In January 2019, LinkedIn published the 15 most promising jobs for the year. Product owner (87% YoY growth) and product manager (29% YoY growth) both made the cut. Search terms have doubled for “product manager”, and Harvard recently reported that 7% of graduates are pursuing product management careers. Product management is becoming a popular career choice, and therefore becoming crowded and competitive.
As a product management instructor and consultant, I find students often ask me how they can get a job in product management. Sometimes, it can be as simple as an updated LinkedIn profile and efficient networking. Other times, it can take hours of writing cover letters, or endless cold calls, and you find you still don’t get anywhere.
The job market places candidates that “make the match” with skills, domain knowledge, and experience. So, in a competitive market, what matters in a product manager job hunt?
Balance Imperfection and Professionalism in Your Online Presence
Today, tracking is everywhere. Our LinkedIn profiles show our career history. Social media like Facebook, Twitter, and Instagram are accessible for hiring managers or companies to form their own opinions on us early in the job application process.
People understand that it’s unprofessional to have a keg-stand photo up from college, but equally taking down everything that defines you could be harmful. New trends are emerging from a younger generation that combat the need to fit a preconceived mold. An Atlantic article discusses how this movement is affecting Instagram as “…fast-rising young influencers such as Emma Chamberlain, Jazzy Anne, and Joanna Ceddia all reject the notion of a curated feed in favor of a messier and more unfiltered vibe”.
This isn’t solely for Instagram influencers, corporations like Goldman Sachs say they will hire you if you cry in your interview after discussing a personal failure. It is because customers are demanding authentic products and brands, and who better to build authentic products and brands than authentic people.
Use Effort and Intention to Combat Lack of Experience
The biggest challenge for a novice product manager is lack of experience, and it’s worse for those without a previous “product manager” job title. I used to think this way, but after teaching hundreds of students, I’ve changed my perspective.

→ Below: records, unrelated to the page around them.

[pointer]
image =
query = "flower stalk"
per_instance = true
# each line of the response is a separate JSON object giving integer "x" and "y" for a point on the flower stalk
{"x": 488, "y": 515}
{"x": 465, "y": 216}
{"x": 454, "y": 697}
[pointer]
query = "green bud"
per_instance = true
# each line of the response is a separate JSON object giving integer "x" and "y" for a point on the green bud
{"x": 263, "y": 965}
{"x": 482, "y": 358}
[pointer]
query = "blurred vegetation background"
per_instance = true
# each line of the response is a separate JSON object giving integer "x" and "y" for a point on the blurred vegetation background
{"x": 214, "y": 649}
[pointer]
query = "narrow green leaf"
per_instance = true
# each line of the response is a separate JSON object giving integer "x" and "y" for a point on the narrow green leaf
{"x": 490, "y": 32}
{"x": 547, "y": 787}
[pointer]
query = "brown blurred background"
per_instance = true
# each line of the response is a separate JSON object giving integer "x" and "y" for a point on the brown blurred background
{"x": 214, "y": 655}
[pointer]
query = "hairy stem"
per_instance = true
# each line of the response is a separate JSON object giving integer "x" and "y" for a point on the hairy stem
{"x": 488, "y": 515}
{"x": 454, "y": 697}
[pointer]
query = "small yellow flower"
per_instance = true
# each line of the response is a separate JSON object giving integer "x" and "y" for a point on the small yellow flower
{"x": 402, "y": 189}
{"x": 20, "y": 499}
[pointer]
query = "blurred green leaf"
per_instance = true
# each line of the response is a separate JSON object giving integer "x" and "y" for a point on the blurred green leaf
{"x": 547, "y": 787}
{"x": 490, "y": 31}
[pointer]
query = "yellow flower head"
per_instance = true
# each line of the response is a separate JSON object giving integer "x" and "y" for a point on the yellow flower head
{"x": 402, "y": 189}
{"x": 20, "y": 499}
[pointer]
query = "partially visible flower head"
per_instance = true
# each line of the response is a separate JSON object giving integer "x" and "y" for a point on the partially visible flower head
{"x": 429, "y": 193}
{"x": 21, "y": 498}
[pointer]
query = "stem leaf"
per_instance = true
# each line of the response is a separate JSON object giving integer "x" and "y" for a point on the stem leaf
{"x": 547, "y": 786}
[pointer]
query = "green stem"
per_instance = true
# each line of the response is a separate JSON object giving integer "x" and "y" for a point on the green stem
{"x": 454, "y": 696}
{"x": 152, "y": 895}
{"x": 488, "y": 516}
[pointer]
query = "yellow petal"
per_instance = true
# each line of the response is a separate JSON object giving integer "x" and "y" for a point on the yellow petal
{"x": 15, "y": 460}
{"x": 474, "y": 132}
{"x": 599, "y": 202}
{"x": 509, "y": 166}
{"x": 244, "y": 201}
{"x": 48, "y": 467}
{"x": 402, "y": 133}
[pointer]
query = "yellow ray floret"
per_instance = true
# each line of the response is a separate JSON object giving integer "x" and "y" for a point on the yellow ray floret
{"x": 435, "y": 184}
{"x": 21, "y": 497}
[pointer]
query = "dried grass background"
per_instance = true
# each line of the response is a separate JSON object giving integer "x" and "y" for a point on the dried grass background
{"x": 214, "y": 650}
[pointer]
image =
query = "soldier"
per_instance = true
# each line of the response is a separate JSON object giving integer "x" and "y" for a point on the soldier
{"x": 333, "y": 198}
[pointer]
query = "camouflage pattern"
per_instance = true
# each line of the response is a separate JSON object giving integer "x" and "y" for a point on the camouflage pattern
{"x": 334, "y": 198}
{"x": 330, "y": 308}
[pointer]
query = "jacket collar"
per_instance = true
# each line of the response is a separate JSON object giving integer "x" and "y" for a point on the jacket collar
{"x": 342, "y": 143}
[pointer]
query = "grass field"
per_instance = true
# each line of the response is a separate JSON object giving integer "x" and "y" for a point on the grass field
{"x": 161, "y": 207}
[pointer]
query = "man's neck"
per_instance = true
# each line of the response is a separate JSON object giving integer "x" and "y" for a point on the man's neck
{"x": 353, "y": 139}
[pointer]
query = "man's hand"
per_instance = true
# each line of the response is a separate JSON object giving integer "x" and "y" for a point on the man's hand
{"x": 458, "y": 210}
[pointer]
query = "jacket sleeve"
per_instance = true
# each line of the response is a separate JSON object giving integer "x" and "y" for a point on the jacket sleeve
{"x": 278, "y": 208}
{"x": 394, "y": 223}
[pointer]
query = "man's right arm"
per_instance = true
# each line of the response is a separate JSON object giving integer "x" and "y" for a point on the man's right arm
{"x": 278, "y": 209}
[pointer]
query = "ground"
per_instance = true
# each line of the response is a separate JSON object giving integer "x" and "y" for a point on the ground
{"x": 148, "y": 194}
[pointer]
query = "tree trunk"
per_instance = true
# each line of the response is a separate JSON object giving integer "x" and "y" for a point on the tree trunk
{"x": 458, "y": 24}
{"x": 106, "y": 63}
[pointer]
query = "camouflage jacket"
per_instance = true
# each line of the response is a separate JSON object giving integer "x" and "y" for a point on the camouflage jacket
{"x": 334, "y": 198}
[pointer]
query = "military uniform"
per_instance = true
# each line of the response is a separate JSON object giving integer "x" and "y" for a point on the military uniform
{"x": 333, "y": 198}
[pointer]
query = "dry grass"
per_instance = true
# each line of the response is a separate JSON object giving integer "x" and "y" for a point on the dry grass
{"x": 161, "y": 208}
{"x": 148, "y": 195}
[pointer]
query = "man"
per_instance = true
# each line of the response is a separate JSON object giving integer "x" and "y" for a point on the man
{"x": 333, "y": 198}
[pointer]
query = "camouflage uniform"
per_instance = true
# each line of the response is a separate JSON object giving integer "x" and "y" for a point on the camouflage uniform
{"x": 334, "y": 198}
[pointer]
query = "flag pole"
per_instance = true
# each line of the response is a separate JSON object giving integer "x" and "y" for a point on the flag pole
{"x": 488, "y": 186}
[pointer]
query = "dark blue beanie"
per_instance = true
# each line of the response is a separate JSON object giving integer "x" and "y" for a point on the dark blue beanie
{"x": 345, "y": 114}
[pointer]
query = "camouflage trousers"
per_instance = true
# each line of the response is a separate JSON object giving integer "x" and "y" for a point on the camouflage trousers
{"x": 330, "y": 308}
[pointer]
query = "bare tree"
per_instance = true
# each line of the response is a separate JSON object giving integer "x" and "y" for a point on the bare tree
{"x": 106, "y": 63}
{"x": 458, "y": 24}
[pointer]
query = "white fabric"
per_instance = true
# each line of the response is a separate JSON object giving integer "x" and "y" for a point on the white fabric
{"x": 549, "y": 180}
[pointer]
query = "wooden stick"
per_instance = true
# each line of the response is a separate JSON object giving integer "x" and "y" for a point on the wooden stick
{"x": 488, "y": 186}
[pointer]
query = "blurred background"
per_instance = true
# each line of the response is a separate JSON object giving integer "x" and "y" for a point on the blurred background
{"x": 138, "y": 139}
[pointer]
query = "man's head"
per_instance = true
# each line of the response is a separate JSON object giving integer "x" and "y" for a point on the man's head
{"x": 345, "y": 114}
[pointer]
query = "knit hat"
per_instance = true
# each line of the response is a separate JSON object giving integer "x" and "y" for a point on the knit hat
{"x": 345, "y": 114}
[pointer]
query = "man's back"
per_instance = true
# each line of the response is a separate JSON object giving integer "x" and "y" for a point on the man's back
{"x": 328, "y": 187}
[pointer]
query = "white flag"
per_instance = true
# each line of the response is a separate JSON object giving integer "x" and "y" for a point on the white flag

Effort and intention have the potential to surpass experience because great product management is a result of how you make decisions. Today, the hardest day-to-day challenge for product managers is prioritization followed by roadmapping.
If they understand this, candidates have an opportunity to demonstrate their decision making, prioritization, and roadmapping skills by either:
- Creating portfolios
- Using product management courses to build side projects
- Learning from those with similar paths
Lack of intention wastes effort. Without effort, intentions fall short.
Use Rejection to Build Patience and Track Progress
Job hunting can feel like dating. It’s a numbers game, and logic is challenging when you experience continual rejection. Who wants to date someone uninterested in us? Why would you want to work for a company that’s not interested in you?
Yet, it feels like every article on job rejection comes from the company’s perspective. You should flip rejection on its head and use it as a compass.
When building a product, it’s best practice to define the product’s success metric(s). Answering the question, how do we know the product is successful? Is it if 50% of people like it or 80% of people? Defining metrics helps to understand progress.
It’s the same with job hunting. By using rejection to track progress, you can apply a growth mindset for improving performance and patience to solicit honest feedback.
Stand-Out Candidates Are Authentic
Without the perfect match of skills, domain knowledge and experience, you need to stand out from the sea of resumes. How? Be authentic with these three techniques:
- Balance imperfection and professionalism with your online presence
- Lead with effort and intention for lack of experience
- Use rejection to build patience and track progress
Being authentic and honoring who you are at your core is hard. Following is easy. I have done it, and so has everyone else. But if you want to stand out, I would argue the best way, and the way of the future, is by being you.